(Mais uma crônica do livro "Sobre Pessoas", do escritor Antonio Torres. A crônica de número 4 já foi publicada aqui e pode ser lida nos textos do próprio autor)
De Sobre Pessoas 5 - Williiam Faulkner |
Esta é uma viagem de volta ao ano de 1924, com uma escala em Nova York ou, mais precisamente, na livraria de Elizabeth Prall, a sra. de Sherwood Anderson, o célebre autor de Winesburg, Ohio. Trabalhava com ela um rapaz do Sul chamado William Faulkner. Ele está doido para conhecer aquele de quem acabara de ler um livro de contos - Cavalos e homens -, achando que um deles, intitulado Eu sou um louco, juntamente com o Coração nas trevas, de Conrad, eram as duas melhores narrativas curtas que já tinha lido. E definia Anderson assim: “Um milharal com uma história a contar e uma língua com a qual fazê-lo.”
Elizabeth Prall deu-lhe o mapa do tesouro: seu marido estava em Nova Orleans. No ano seguinte os dois iriam passar uns dias juntos, caminhando pelo French Quarter e ao longo do Mississipi, sentando-se em cafés e no Jackson Park, passeando de barco pelo rio e fazendo excursões de iate no lago Pontchartrain.
O resultado dessa convivência: por recomendação de Sherwood Anderson, o ainda aprendiz de feiticeiro chamado William Faulkner teria o seu primeiro romance, Soldiers’ pay, publicado pela editora Boni & Liveright, o que lhe abriria o caminho para uma vasta e poderosa produção. Ele viria a legar ao mundo títulos memoráveis como Enquanto agonizo, O som e a fúria, Luz em agosto e Palmeiras selvagens, que lhe deram o passaporte para o Prêmio Nobel.
Faulkner ficou seis meses na capital da Louisiânia.
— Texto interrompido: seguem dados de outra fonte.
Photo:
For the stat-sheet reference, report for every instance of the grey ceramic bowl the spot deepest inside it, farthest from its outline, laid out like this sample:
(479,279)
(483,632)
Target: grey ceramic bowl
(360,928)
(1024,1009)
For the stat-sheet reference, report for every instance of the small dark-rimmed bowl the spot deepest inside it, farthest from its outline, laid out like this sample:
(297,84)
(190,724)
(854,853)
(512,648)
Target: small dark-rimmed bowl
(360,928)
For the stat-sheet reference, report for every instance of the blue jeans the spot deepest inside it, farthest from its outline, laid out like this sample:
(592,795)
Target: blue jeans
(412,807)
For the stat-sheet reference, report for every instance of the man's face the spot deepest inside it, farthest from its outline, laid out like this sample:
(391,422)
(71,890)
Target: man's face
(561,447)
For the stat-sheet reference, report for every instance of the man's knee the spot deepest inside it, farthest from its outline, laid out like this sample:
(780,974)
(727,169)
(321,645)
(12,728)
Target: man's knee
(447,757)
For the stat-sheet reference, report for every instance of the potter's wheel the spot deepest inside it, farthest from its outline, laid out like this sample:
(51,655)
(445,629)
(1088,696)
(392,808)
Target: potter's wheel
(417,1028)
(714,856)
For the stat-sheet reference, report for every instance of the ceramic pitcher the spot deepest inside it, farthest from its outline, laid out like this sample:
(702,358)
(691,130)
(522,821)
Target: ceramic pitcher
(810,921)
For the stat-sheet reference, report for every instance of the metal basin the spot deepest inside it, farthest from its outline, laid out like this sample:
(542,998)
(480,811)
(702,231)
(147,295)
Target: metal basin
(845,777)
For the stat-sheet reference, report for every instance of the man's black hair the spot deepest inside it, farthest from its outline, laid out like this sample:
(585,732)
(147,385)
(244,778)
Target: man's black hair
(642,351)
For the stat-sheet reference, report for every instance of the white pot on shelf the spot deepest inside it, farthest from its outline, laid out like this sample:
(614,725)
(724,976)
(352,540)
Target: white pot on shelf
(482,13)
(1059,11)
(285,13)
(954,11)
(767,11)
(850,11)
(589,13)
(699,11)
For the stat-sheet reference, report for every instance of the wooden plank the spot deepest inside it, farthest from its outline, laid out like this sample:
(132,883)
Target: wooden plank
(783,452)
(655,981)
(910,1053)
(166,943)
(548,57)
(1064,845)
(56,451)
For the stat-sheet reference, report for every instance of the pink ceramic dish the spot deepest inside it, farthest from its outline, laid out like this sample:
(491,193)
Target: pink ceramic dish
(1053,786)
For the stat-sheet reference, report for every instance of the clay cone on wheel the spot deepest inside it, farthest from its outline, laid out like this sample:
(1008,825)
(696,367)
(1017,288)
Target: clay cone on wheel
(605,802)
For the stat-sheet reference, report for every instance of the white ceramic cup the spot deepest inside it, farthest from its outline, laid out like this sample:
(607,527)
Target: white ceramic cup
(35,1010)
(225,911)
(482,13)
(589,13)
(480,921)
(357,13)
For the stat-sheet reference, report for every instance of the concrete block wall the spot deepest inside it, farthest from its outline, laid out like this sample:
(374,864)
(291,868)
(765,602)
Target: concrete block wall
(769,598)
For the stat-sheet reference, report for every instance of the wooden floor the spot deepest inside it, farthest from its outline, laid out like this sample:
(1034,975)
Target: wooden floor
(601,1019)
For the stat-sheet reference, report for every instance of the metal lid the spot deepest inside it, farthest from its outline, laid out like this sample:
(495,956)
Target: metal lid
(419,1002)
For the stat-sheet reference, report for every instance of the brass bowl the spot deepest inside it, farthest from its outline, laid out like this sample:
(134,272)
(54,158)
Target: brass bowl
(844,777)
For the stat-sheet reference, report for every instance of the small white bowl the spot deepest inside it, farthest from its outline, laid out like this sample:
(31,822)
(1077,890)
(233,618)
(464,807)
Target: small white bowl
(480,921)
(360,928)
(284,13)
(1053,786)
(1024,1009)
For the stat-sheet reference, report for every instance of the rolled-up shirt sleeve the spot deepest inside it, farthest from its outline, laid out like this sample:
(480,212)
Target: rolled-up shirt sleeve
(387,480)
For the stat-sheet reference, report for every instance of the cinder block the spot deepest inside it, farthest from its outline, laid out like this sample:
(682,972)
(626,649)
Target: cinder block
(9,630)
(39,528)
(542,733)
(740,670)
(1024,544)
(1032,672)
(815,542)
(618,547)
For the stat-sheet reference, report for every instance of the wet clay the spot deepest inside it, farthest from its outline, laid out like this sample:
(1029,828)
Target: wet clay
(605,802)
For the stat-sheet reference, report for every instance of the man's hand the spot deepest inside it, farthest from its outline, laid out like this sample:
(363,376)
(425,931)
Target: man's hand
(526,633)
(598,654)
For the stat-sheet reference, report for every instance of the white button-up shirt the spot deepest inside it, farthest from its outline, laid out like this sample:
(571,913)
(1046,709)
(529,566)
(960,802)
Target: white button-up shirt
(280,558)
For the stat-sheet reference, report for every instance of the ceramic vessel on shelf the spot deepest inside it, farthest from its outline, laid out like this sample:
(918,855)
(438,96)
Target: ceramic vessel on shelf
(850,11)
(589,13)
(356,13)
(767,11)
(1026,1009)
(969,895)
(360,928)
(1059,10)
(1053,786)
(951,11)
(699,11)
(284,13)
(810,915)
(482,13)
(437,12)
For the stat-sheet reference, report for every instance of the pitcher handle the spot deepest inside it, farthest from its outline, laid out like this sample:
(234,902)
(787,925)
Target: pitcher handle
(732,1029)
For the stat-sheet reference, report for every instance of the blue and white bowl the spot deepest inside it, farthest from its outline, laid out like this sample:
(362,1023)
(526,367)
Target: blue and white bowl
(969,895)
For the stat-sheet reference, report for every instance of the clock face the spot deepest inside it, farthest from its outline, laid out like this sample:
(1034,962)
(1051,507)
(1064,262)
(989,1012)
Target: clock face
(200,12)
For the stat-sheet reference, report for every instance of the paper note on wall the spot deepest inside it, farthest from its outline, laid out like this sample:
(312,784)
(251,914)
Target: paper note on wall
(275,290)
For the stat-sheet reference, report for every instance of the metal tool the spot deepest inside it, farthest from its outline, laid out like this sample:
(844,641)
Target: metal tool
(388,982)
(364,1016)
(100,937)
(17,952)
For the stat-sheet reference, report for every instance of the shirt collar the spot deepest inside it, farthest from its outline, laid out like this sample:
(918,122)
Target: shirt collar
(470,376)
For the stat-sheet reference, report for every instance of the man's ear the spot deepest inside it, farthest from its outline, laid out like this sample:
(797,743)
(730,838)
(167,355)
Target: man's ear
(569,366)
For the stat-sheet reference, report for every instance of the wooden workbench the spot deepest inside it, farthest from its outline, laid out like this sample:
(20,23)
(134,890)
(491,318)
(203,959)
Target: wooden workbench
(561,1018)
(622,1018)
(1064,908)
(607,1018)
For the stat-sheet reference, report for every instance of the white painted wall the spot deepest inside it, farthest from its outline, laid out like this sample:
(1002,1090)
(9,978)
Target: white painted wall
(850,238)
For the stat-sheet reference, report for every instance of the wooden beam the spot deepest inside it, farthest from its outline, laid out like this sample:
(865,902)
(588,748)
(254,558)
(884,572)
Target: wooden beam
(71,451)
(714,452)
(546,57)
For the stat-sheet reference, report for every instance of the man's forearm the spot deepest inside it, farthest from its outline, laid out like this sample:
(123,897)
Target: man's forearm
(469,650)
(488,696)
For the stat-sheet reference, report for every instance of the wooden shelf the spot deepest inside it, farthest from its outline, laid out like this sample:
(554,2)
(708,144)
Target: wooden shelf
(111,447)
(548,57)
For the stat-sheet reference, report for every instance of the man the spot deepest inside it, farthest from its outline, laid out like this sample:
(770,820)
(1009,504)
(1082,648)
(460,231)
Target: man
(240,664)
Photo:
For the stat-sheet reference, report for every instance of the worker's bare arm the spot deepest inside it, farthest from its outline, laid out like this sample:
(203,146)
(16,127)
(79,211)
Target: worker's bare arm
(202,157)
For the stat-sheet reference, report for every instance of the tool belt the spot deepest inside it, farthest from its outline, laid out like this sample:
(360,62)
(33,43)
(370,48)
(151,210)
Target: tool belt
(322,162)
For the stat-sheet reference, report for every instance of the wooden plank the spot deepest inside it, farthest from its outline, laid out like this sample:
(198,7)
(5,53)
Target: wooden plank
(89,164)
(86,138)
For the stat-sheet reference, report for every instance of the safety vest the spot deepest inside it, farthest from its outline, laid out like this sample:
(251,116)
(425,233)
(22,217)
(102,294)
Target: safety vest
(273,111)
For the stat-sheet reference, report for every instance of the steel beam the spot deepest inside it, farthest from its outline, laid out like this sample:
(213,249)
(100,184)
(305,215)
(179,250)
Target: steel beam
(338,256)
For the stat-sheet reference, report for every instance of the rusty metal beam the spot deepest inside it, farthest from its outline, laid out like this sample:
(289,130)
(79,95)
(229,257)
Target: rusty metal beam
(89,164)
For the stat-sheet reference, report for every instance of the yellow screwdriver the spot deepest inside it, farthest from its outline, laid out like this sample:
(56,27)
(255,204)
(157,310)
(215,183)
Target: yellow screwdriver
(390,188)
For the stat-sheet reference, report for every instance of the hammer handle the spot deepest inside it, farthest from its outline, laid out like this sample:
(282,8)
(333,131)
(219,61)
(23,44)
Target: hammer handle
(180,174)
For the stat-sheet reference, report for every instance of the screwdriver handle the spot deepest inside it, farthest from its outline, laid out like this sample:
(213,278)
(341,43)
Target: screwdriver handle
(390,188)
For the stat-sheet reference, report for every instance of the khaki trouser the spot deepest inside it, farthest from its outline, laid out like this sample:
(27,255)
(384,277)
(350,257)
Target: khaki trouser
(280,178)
Nesse período, escreveu 16 textos para o caderno dominical do Times-Picayune, que teve sua circulação suspensa quando Nova Orleans agonizava, sob os efeitos de um furacão.
Essa sua incursão jornalística está no livro Esquetes de Nova Orleans, que saiu aqui em 2002, pela Editora José Olympio, em tradução de Leonardo Fróes, no qual captei umas linhas encantadoras (O turista – Nova Orleans) daquele que sempre foi um dos meus santos de cabeceira:
“Uma cortesã, nem velha porém nem mais tão nova, que evita a luz do sol para que a ilusão de sua glória passada se preserve. Os espelhos de sua casa são baços e as molduras estão bem desbotadas; toda a sua casa é fosca e bela com o tempo. Graciosamente ela se reclina numa espreguiçadeira opaca de brocado, há um cheiro de incenso que a rodeia, e suas vestimentas se dispõem em dobras formais. Ela vive numa atmosfera de um tempo morto e mais atraente.
A pouca gente ela recebe, e é através de um eterno lusco-fusco que eles vêm visitá-la. Ela mesma não fala muito, no entanto parece dominar a conversa, que é em voz baixa mas nunca insípida, artificial mas não brilhante. E os que estão entre os eleitos devem ficar para sempre fora de seus portais.
Nova Orleans... uma cortesã cujo poder sobre os maduros é forte e a cujo charme os jovens têm de se mostrar sensíveis. Todos que a deixam, em busca dos cabelos nem castanhos nem dourados da virgem e de seu peito descorado e gélido onde jamais algum amante morreu, vêm-lhe de volta assim que ela sorri pelo seu leque lânguido...”
Esta era Nova Orleans: a mãe do blues e o pai do jazz. A festeira cidade do Mardi Grass, fundada em 1718 por um certo Le Moyne de Bienville. E que conheceu o apogeu entre o ano de 1803, quando foi comprada dos franceses pelos Estados Unidos, e a Guerra da Secessão, entre 1861 e 1865, que pôs o Sul escravocrata na linha de fogo contra o Norte industrializado. E que, ao mergulhar num horror apocalíptico, expôs os grandes contrastes da maior potência do mundo ocidental, mais competente para interferir em quintais alheios do que para cuidar dos seus.
Já terá ela, a grande potência, sido capaz de recuperar “o leque lânguido” de Nova Orleans? Ou a fruição da vida, no encanto que se encontrava nas suas partes mais antigas, que Sherwood Anderson, o pai de William Faulkner, desejava para todas as cidades americanas?
Por enquanto, resta a memória de seus melhores dias.